Picoflow Liquid Chromatography-Mass Spectrometry for Ultrasensitive Bottom-Up Proteomics Using 2-µm-i.d. Open Tubular Columns.

In many areas of application, key objectives of chemical separation and analysis are to minimize the sample quantity while maximizing the chemical information obtained. Increasing measurement sensitivity is especially critical for proteomics research, especially when processing trace samples and where multiple measurements are desired. A rich collection of technologies has been developed, but the resulting sensitivity remains insufficient for achieving in-depth coverage of proteomic samples as small as single cells. Here, we combine picoliter-scale liquid chromatography (picoLC) with mass spectrometry (MS) to address this issue. The picoLC employs a 2-µm-i.d. open tubular column to reduce the sample input needed to greatly increase the sensitivity achieved using electrospray ionization (ESI) with MS. With this picoLC-MS system, we show that we can identify ∼1000 proteins reliably using only 75 pg of tryptic peptides, representing a 10-100-fold sensitivity improvement compared with the state-of-the-art liquid chromatography (LC) or capillary electrophoresis (CE)-MS methods. PicoLC-MS extends the limit of separation science and is expected to be a powerful tool for single cell proteomics.

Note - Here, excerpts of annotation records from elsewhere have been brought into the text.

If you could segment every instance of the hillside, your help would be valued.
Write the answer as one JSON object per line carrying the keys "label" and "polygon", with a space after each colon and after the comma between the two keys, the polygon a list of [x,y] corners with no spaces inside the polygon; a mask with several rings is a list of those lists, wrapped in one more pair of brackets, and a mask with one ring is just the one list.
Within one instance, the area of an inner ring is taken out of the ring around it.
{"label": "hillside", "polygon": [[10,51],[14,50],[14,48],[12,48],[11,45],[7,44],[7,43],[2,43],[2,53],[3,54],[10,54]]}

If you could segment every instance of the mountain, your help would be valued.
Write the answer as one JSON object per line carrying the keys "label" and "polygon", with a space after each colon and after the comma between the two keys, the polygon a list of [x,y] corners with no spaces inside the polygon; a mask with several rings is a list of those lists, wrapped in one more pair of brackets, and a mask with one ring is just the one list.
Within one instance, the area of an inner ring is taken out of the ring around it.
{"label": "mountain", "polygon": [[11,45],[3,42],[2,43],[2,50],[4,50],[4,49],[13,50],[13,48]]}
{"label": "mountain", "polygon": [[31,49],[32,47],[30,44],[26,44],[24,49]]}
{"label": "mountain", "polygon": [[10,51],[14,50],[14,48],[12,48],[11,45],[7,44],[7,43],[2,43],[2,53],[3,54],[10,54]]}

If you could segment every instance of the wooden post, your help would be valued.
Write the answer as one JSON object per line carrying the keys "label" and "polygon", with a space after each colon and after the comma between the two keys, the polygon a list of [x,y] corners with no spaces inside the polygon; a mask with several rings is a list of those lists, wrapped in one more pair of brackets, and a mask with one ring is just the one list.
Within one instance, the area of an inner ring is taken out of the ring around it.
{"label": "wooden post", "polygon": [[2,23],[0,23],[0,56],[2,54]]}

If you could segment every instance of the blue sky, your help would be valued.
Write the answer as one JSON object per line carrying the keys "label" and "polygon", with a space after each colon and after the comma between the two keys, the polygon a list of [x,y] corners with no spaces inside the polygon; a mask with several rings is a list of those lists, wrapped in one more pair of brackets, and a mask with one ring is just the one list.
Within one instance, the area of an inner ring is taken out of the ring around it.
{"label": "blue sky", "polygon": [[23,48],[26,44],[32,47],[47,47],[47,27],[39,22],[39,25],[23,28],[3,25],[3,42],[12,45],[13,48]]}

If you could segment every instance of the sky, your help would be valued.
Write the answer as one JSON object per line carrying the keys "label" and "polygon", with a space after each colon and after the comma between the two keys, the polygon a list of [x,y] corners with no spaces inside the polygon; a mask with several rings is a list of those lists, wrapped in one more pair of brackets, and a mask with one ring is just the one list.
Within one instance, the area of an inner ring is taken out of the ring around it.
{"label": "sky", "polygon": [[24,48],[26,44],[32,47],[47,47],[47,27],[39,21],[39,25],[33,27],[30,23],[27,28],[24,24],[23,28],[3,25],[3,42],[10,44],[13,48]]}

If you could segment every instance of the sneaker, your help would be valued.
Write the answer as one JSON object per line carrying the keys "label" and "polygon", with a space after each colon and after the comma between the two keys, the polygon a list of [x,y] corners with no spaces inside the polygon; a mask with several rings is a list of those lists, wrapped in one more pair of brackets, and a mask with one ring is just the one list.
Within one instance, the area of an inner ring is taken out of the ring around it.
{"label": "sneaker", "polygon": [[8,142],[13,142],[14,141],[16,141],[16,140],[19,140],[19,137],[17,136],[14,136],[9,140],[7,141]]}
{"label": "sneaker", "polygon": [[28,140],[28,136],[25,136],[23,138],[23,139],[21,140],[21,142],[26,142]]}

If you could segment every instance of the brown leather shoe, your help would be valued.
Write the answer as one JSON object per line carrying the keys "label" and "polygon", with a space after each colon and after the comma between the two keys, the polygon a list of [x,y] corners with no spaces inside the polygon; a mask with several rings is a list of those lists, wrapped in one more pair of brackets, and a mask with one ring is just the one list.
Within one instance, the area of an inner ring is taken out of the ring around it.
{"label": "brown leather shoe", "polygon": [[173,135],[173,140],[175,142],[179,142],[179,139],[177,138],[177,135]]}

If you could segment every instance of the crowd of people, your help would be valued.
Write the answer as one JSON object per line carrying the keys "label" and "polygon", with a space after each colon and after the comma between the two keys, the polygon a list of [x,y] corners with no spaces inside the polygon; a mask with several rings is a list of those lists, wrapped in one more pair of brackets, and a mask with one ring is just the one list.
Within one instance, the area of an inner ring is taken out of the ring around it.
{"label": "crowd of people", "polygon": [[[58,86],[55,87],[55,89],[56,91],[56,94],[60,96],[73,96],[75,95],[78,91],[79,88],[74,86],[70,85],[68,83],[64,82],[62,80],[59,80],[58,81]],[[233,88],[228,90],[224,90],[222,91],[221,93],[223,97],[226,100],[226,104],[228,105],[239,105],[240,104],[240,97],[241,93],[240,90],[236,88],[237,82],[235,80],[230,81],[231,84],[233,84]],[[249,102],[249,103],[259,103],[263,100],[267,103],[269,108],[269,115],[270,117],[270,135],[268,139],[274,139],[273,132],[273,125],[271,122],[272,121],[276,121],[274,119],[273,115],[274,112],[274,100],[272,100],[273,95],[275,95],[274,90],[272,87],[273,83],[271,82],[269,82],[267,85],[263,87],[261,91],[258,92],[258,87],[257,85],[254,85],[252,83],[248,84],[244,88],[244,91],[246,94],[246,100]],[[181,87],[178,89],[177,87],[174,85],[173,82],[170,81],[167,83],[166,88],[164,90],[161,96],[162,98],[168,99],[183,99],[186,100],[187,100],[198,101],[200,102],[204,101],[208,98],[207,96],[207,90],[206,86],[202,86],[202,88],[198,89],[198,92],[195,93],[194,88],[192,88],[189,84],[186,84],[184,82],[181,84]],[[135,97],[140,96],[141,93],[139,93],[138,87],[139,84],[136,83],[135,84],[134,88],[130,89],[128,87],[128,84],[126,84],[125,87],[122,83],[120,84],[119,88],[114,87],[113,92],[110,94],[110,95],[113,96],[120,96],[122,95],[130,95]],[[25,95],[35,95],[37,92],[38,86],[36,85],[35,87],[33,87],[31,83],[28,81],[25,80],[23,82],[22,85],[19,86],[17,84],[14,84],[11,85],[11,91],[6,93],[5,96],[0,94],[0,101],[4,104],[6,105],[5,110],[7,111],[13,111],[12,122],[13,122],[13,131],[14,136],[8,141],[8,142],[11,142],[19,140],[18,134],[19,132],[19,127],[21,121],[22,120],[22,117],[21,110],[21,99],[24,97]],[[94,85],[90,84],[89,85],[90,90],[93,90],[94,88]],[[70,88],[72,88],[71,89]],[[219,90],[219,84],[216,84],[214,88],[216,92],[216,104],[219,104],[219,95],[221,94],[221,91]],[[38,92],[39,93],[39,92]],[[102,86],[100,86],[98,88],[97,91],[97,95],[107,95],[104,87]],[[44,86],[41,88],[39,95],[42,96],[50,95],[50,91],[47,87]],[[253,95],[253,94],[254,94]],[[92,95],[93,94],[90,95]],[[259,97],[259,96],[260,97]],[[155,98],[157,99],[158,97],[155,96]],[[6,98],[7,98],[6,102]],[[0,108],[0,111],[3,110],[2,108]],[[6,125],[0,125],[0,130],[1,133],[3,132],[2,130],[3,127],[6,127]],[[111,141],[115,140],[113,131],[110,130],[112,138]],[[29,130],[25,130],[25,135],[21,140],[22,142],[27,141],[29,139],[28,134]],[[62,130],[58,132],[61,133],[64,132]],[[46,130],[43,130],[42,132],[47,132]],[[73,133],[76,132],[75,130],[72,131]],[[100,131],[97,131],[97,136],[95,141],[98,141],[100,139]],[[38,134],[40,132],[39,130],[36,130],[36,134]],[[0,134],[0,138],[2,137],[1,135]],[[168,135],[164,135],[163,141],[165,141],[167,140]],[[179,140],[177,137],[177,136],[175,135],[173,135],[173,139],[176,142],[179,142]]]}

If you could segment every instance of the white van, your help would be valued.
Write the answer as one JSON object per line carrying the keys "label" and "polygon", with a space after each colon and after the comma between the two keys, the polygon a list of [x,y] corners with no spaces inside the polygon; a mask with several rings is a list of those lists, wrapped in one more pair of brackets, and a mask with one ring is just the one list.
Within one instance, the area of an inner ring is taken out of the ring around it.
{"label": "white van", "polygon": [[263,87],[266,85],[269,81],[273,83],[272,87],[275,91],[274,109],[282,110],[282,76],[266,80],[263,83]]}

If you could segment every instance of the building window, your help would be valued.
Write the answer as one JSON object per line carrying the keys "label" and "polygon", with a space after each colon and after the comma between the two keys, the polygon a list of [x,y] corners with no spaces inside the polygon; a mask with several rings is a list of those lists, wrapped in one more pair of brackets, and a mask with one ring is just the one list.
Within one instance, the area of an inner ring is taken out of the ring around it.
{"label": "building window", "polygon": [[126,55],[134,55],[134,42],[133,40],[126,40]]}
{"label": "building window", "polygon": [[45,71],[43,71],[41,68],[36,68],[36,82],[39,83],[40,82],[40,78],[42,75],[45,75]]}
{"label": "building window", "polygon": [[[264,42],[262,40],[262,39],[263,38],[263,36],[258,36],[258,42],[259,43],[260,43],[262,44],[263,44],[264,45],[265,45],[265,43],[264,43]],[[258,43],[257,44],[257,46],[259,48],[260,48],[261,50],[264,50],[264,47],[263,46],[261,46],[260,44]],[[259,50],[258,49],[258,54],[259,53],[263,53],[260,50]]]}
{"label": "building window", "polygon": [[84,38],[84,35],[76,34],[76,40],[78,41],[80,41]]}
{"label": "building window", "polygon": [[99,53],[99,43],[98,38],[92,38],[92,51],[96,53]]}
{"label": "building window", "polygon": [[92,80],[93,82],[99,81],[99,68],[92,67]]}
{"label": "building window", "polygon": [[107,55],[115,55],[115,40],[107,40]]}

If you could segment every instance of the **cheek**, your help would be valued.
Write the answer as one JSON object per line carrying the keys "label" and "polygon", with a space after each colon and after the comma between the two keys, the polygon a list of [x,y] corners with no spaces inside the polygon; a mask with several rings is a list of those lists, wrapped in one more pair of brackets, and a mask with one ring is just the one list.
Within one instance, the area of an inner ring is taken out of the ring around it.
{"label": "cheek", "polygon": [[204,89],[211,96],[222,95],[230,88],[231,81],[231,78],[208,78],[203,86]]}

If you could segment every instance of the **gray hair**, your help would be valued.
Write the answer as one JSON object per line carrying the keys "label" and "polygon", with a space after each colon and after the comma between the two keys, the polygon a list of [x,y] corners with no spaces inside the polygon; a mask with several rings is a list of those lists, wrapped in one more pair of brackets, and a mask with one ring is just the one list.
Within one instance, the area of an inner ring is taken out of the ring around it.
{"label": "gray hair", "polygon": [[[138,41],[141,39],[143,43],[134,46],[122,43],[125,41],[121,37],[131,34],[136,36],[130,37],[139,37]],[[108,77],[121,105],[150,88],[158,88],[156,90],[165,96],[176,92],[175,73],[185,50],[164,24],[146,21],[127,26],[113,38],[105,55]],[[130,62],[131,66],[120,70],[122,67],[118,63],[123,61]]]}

Improved Single-Cell Proteome Coverage Using Narrow-Bore Packed NanoLC Columns and Ultrasensitive Mass Spectrometry.

Single-cell proteomics can provide unique insights into biological processes by resolving heterogeneity that is obscured by bulk measurements. Gains in the overall sensitivity and proteome coverage through improvements in sample processing and analysis increase the information content obtained from each cell, particularly for less abundant proteins. Here we report on improved single-cell proteome coverage through the combination of the previously developed nanoPOTS platform with further miniaturization of liquid chromatography (LC) separations and implementation of an ultrasensitive latest generation mass spectrometer. Following nanoPOTS sample preparation, protein digests from single cells were separated using a 20 µm i.d. in-house-packed nanoLC column. Separated peptides were ionized using an etched fused-silica emitter capable of stable operation at the ∼20 nL/min flow rate provided by the LC separation. Ultrasensitive LC-MS analysis was achieved using the Orbitrap Eclipse Tribrid mass spectrometer. An average of 362 protein groups were identified by tandem mass spectrometry (MS/MS) from single HeLa cells, and 874 protein groups were identified using the Match Between Runs feature of MaxQuant. This represents an >70% increase in label-free proteome coverage for single cells relative to previous efforts using larger bore (30 µm i.d.) LC columns coupled to a previous-generation Orbitrap Fusion Lumos mass spectrometer.